In 2023, she also penned an op-ed for The Washington Post, More recently, she's also called for a National Museum in Washinton, D.C. dedicated to AANHPI history, writing that "our story is inextricably linked to America's story." It's important to note that this op-ed was written during a time when attacks on the Asian-American community have been on the rise in recent years. According to the Pew Research Center, a 2022 survey revealed that more than 60% of Asian Americans believe violence against their community is on the rise, while a large percentage have also reported altering their day-to-day habits to avoid such dangers.

She hopes to be a role model for other Asian Americans

No matter where you lie on the political spectrum, it's hard to ignore the fact that Elaine Chao's life and career are an inspiration. Her own personal experiences have reportedly made her passionate about making sure there are career opportunities for people from all walks of life. In particular, she's talked about being a role model for Asian Americans, many of whom reportedly come to see her at the airport or at formal events, according to CNN.
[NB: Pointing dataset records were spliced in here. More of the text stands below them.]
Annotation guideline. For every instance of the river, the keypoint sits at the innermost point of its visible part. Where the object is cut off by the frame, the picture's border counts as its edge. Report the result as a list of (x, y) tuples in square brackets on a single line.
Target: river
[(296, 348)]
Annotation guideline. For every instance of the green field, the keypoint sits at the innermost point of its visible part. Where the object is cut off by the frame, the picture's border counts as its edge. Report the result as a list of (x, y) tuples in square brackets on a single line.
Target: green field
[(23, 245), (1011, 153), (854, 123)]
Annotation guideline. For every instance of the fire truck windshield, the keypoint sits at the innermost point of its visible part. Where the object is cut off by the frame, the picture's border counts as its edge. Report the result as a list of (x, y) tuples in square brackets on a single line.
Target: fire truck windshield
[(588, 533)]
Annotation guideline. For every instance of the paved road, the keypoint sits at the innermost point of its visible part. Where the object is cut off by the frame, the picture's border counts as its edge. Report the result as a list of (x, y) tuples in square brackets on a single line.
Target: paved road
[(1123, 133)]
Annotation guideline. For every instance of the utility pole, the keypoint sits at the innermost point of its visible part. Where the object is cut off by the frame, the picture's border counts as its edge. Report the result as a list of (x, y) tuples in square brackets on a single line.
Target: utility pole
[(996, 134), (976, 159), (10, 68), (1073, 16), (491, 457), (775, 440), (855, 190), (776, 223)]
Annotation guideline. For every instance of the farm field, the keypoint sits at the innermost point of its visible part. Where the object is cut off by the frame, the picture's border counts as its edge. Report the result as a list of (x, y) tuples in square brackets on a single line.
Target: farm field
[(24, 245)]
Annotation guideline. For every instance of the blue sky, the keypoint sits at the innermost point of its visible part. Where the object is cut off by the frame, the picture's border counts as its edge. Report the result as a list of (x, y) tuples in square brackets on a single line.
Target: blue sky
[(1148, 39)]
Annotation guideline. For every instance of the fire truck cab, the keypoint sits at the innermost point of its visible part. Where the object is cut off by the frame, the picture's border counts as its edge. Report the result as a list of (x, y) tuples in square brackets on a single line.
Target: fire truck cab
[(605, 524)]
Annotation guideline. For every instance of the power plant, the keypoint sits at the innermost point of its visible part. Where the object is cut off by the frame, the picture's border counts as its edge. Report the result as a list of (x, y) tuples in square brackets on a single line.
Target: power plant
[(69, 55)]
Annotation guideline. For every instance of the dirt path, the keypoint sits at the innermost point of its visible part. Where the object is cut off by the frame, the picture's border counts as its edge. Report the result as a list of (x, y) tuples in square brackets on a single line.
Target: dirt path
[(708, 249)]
In the public eye, she's perhaps best known for serving as both secretary of labor and transportation. But outside of government, Elaine Chao has also held several private-sector positions. These include business roles, such as serving on the board of directors for Kroger, as well as working for non-profits such as the Ronald Reagan Foundation. Still, she had some powerful words on the ANNHPI community that she wrote in the same Washington Post op-ed. She reminded the public that, "our history is too often overlooked, our contributions to this nation are sometimes forgotten, and our right to be here is too often questioned."

She's also gained the admiration of other public servants who have commended her work and passion. Shelley Moore Capito, a current senator from West Virginia, was quoted by Harvard Business School as saying that she appreciated Chao's "dedication, compassion and ability in the many positions she has held." Also, another senator from Nebraska, Deb Fischer, was quoted as saying that Chao has "a legacy of principled leadership and enormous accomplishment that so many of us will long remember."